Kasese, Uganda – May 23, 2025. In a stunning political upset that has sent shockwaves through the Kasese district NRM ranks, former Defence Minister and current Makerere University Chancellor, Prof. Chrispus Kiyonga, was crushed at the ballot box today by none other than James Mbahimba, the once-humble diplomat who returned home to rewrite history.
Final results:
James Mbahimba – 948 votes
Chrispus Kiyonga – 519 votes
Festo Kajura – 04 votes (yes, you read that right)
Kiyonga, the man whose name once commanded awe from Bwera to the hills of Kyalhumba, has fallen from grace like a lion dethroned in the wild.

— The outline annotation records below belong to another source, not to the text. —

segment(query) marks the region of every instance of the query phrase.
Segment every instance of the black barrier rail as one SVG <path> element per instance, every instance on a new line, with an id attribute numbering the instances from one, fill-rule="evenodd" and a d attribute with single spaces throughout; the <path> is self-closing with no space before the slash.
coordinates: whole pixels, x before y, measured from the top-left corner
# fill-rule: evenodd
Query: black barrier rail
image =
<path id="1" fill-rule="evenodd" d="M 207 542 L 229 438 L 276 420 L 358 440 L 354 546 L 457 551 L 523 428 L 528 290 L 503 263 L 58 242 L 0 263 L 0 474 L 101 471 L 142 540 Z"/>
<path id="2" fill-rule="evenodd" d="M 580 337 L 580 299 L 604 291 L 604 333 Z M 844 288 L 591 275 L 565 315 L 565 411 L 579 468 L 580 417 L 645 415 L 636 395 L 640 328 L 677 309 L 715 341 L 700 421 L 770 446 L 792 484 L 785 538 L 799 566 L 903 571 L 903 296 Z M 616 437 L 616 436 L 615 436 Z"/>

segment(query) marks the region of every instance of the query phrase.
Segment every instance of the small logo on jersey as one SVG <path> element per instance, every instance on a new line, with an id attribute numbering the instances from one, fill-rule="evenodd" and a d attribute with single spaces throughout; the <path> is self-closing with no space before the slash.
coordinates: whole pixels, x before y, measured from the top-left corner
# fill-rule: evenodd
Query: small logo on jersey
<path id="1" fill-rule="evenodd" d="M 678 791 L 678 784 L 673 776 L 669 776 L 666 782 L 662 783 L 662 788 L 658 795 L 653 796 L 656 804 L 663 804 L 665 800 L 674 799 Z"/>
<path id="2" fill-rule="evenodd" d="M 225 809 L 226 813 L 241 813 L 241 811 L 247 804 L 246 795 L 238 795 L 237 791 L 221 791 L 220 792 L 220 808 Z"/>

Today, the NRM party supporters from Kasese delivered a deafening message: the crown is not inherited, it must be earned.
“Kiyonga has been absent too long,” one voter said. “Mbahimba never left us.”
The Beginning of the End
This fall didn’t start today—it began quietly in 2016 when Kiyonga shockingly lost his Bukonzo West seat to an FDC candidate. It was a loss many dismissed as a fluke, a one-time glitch in the matrix of Kiyonga’s dominance. But insiders whispered a different truth, he was losing touch.
That year marked a turning point. While Kiyonga took up diplomatic roles abroad, the ground back home shifted. Markets changed. Local leaders rose. The people cried out—but the Chancellor was silent.
Meanwhile, Mbahimba, the former ambassador to the DRC, was back. Low-key. Calculating. Grassroots-focused. While Kiyonga was seen in conference halls and global summits, Mbahimba was at burials, fundraisers, and boda-boda stages, quietly rebuilding his base.
2024: The Smiling Assassin Returns
By the time the primaries loomed in 2025, Kiyonga appeared confident—perhaps too confident. He spoke of legacy, of history, of battles fought decades ago.
But the NRM voters were looking at today—and today, they saw a different warrior.
Mbahimba’s campaign was sleek but grounded. No big speeches. No grandstanding. Just relentless mobilization and whispered promises: “I never left you, and I never will.”
The Fall
When the final vote count came in, Kiyonga sat stone-faced. 519 votes. A respectable number—but far from enough to match Mbahimba’s thunderous 948.
Gone was the ministerial swagger. Gone was the academic gravitas. In its place stood a man who once ruled Kasese, now watching as party members marched past him, banners high, drums rolling.